Resumiendo: Me lo quedo, anda muy bien.

Salud!

----------

## JotaCE

 *Inodoro_Pereyra wrote:*   

>  *JotaCE wrote:*   He estado mirando squirrelmail como webmail pero no estoy seguro si me servirá o no. quisiera comentarles que es lo que necesito de un webmail.
> 
> Usuario :
> 
> Interface amigable para el usuario comun.
> ...

 

Que barbaro Inodoro, excelente. con todo esto que tengo voy a montar mi servidor.

Voy a hacerlo con Gentoo por su puesto, ademas de correo tendra los servicios de firewall y proxy. Todo esto sobre un equipo HP Proliant ML.

Tal vez comience este lunes o martes a montar esta maquina.

----------

## Inodoro_Pereyra

Si te decantas por el uso de postfix para tu mail server, para la gestión de mailboxes y usuarios puede que te interese www-apps/postfixadmin que simplifica muchísimo el proceso de administración del servidor.

Salud!

----------

## opotonil

Llevo utilizando RoundCube una temporada y la verdad que me encanta.

 *Quote:*   

> 
> 
> Adjuntos de 2Mb de tope, no encuentro de donde cambiar esta configuración. 
> 
> 

 

No lo he mirado pero el tamaño de los adjuntos no sera cosa de configurarlo en PHP ¿? Creo recordar que en el php.ini habia una opcion para tamaño maximo de subidas que por defecto biene configurado a 2Mb.

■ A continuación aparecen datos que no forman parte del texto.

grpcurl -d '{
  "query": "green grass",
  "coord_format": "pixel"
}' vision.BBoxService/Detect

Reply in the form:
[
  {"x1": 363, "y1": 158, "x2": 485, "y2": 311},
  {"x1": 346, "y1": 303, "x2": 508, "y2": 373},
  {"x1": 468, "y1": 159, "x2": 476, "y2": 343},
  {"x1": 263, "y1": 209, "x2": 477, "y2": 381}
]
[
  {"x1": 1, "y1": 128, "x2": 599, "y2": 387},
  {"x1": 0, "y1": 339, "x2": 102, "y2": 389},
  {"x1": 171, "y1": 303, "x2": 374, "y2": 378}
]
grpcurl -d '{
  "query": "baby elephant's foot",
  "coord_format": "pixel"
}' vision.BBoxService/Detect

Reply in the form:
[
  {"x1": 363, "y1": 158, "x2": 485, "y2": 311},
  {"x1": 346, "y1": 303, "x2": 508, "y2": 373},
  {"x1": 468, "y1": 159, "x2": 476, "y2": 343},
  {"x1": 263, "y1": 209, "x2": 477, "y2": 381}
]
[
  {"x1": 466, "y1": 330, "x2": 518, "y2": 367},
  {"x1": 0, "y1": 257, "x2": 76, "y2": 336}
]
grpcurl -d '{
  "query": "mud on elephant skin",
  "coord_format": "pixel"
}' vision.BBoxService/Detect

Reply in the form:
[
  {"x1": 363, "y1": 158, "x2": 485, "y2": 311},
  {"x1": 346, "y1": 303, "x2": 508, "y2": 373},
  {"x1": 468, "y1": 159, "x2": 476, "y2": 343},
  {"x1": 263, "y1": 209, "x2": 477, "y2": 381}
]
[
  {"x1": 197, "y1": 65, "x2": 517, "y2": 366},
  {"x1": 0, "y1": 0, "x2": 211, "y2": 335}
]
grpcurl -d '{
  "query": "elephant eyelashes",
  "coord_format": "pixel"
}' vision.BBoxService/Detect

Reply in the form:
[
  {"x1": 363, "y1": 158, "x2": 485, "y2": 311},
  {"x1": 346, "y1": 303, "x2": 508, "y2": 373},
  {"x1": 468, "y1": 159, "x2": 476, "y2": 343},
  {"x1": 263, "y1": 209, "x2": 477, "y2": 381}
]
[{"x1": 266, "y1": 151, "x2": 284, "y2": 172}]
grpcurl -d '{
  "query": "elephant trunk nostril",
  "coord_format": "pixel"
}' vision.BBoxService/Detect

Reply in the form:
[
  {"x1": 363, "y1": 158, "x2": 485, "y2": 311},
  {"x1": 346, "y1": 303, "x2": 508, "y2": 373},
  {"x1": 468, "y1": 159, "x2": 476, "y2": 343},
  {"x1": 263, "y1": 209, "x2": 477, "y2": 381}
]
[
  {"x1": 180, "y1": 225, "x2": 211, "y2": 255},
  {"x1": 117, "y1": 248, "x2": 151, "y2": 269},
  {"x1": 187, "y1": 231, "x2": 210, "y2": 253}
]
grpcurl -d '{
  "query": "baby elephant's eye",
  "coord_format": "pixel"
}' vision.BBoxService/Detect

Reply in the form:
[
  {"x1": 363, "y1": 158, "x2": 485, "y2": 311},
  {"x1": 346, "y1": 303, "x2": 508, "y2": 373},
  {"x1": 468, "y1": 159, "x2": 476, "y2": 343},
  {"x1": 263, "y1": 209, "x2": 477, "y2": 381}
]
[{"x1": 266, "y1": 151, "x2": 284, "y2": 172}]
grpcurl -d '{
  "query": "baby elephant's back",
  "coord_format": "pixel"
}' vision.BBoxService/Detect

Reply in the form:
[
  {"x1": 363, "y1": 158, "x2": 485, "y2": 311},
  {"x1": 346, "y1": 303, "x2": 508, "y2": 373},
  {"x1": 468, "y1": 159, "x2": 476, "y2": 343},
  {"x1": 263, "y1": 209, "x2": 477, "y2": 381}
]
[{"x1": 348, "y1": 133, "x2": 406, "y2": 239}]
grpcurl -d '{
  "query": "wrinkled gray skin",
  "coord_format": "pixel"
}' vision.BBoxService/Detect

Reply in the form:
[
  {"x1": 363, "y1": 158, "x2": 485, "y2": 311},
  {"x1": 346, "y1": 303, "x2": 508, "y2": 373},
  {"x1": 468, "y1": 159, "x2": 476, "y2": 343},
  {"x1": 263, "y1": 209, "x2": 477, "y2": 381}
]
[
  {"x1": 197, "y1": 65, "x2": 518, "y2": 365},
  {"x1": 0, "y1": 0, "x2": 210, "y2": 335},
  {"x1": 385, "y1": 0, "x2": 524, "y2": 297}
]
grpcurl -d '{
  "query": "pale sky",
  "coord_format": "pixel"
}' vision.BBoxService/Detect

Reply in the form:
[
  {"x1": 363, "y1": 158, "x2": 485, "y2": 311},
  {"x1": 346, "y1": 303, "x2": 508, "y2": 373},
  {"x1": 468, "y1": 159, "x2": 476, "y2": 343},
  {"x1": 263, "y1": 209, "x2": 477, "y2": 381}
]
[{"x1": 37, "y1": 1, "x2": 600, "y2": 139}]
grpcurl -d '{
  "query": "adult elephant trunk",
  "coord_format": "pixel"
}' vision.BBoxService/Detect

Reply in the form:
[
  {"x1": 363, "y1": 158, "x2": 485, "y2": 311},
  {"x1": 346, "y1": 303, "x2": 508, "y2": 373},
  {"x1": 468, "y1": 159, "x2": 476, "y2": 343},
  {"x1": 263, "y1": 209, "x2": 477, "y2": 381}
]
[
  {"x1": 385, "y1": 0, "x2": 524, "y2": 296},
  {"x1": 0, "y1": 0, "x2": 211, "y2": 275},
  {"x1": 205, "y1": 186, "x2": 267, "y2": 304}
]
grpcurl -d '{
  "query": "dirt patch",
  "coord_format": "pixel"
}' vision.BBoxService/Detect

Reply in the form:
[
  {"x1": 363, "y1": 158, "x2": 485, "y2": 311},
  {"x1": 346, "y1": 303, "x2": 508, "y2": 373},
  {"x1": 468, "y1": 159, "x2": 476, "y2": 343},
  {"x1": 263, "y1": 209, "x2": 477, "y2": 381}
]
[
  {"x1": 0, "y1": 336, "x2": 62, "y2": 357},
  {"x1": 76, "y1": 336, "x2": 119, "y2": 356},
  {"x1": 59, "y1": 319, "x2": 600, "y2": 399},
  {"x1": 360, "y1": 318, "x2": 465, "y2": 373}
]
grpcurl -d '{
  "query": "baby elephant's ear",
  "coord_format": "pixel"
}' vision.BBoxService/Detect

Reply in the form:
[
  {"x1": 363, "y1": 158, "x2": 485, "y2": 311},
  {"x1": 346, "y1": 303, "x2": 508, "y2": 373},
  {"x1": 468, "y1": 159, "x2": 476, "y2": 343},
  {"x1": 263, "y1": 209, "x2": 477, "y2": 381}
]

Podeis encontrar mas funcionalidades en la seccion de plugins de la Web, que por cierto parecen bastante sencillos de hacer yo estaba intentado hacer uno para integrar iJab pero a ver si primero lo consigo hacer tirar a el solo (se me conecta al ejabberd pero no autentifica ni na de na).

Salu2.

PD: Tambien lo tengo todo montado en un Proliant ML 150 G5 mediante maquinas virtuales KVM, ¿utilizas alguna de las herramientas de gestion de HP?.

----------

## i92guboj

El tamaño de adjunto es cosas de tu configuración de PHP, efectivamente. En lo que a frontends PHP se refiere, lo más importante es siempre estar a la última, tanto a nivel servidor web (apache o lo que uses), php como a nivel de interface (squirrelmail, roundcube, horde o lo que decidas usar). A mayor complejidad mayor es el riesgo potencial.

----------

## Inodoro_Pereyra

Sinceramente, con 2Mb para adjuntos me sobra creo. Igualmente voy a ver la configuración de PHP por si me hiciera falta mas capacidad el día de mañana... Gracias por la información.

Salud!

----------